Related: How To Choose A Reputable Cat Breeder

Miniature, Teacup, and Dwarf Cats

Put simply, a miniature cat will typically be around half the size of what a normal cat of the same breed would be. But not every small kitty you encounter is actually a miniature cat. Even the Singapura, which is the smallest feline breed, isn’t considered “miniature.”

Teacup kitties can be found throughout a variety of breeds, and they’re typically only around 9″ high at full maturity. But because of this tiny size, these animals are also vulnerable, so you’ll usually need to wait until a kitten is around six months old before taking him home from a reputable breeder.

Related: Why Do Cats Like Boxes?

Remember, “miniature” and “teacup” are not actual breeds. Teacups are bred in a way to create a mini version of a particular breed. This is why it’s imperative to purchase one from a registered breeder who can ensure the cat is healthy and not inbred.

Dwarf cats, on the other hand, have very short legs. Unlike teacups, these animals are bred in a way that will allow a natural mutation to shorten the long leg bones, leaving the cat short his entire life.

Dwarf Cat Breeds

The founding dwarf cat breed is the Munchkin, and it has been bred with a variety of other breeds, such as the Sphynx, American Curl, and Persian, to name a few.

Again, dwarf cats have very short legs. They range from five to nine pounds and, despite their short legs, manage to remain playful and active. However, they are limited from jumping like other cats do.

Some dwarf breeds include:

  • Dwelf
  • Bambino
  • Skookum
  • Lambkin
  • Minskin
  • Genetta
  • Kinkalow
  • Napoleon

Teacup and Miniature Cat Breeds

Teacups and miniature cats have normal proportions. They’re born smaller than average as a result of environmental, hormonal, or genetic factors. Some breeds in these categories are the result of a spontaneous mutation, while others are born as a result of breeders selecting the smallest cats from every generation to create progressively smaller cats. You can find mini cats in breeds that range from Siamese and Persian, to Ragdoll and others.

But teacups are even smaller than what would be deemed a miniature cat. So, while a mini cat is typically about 1/3 or ½ the size of a normal cat in the same breed, a true teacup will be smaller in every regard as a result of genetic dwarfism. It will have shorter legs, like dwarf cats, but the rest of the body will also be smaller, so everything will be in proportion.

What to Consider Before Purchasing a Miniature Cat

Mini cats are quite popular, so some breeders will take advantage of this by selling “miniature cats” who are actually runts, or who were born early or were emaciated as kittens. Also, some breeders may try to pass off a normal yet petite cat as a miniature to make a higher profit.
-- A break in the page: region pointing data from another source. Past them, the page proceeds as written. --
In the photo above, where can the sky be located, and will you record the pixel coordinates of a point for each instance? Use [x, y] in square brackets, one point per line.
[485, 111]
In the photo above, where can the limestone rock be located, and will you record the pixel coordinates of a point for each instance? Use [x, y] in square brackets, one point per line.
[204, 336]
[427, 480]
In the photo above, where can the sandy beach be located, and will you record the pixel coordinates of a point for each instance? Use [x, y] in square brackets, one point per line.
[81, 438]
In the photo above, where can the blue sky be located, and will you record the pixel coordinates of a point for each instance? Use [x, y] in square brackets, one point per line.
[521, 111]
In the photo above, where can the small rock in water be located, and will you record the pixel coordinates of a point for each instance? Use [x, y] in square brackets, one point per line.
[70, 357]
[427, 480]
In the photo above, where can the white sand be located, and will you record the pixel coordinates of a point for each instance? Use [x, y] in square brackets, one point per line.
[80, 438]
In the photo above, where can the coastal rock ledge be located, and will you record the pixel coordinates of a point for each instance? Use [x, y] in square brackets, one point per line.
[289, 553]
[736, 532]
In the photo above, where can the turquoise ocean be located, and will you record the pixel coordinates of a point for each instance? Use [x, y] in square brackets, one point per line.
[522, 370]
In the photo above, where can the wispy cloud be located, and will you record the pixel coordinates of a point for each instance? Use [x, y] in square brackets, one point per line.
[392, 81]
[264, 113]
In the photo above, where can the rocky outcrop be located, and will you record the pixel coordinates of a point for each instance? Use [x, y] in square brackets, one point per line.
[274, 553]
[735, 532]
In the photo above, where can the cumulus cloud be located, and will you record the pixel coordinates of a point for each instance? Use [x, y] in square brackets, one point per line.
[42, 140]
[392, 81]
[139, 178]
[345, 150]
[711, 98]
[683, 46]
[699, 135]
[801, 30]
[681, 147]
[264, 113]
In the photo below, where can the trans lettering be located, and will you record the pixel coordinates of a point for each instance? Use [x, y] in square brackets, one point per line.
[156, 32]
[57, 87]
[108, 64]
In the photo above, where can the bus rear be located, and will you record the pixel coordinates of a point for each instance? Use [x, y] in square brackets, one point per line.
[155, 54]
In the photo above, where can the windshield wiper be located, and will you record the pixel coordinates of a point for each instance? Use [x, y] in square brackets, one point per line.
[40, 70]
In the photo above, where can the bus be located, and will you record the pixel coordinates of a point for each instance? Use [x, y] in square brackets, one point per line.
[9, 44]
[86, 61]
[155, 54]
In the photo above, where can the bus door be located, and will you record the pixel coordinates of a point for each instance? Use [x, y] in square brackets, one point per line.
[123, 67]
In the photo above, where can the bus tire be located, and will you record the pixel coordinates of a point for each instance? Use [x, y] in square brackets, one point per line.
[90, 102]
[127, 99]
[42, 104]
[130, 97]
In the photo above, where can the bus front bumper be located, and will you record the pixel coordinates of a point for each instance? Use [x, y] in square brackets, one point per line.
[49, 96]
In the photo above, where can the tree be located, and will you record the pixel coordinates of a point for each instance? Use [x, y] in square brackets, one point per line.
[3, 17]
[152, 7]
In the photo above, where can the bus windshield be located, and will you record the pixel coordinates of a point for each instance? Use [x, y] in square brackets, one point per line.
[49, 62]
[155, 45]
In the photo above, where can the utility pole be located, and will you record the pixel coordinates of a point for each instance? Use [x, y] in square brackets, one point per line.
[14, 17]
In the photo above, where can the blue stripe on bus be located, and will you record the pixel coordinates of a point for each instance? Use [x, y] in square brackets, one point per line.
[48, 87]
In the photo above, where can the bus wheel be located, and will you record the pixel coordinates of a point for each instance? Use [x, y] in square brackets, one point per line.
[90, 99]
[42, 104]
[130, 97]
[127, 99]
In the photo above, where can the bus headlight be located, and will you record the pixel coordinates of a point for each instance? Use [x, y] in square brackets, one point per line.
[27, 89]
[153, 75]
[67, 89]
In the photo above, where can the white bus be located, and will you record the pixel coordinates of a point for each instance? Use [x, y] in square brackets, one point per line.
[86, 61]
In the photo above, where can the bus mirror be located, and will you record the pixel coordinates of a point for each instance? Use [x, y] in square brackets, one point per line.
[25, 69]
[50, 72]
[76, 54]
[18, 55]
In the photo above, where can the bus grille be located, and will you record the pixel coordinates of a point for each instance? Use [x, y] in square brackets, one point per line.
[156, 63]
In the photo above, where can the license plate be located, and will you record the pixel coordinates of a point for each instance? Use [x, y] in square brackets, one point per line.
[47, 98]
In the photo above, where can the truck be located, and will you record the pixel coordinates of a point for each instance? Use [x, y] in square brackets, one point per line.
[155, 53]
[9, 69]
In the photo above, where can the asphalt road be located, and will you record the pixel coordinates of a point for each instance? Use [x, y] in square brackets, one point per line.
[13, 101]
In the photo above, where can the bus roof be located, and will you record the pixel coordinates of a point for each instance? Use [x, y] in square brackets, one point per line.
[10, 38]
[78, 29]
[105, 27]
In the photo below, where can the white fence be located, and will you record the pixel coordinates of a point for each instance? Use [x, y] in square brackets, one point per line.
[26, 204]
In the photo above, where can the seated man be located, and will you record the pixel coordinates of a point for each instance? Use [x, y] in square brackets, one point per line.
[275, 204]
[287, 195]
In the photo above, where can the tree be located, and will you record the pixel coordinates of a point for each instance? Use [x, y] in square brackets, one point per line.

But in addition to being wary of scams, bear in mind that dwarf felines are often born with serious health issues. These include, but are not limited to, misshapen and soft bones from growth retardation; a slower rate of muscular growth that leads to weakness; enlarged heart and heart murmurs; neurological problems, including seizures; misshapen legs and jaw; and shortened life spans.

If you do decide you want a miniature cat, purchase from a breeder who limits the amount of litters to ensure the queen remains healthy. The breeder should also take steps to ensure inbreeding doesn’t occur. Ask for a health certificate, as well as a contract that includes a guarantee that the animal doesn’t have genetic defects.

Also remember that you can find a variety of feline breeds in animal shelters and within foster networks, so consider adopting a miniature kitty before shopping for one so that you can save a life.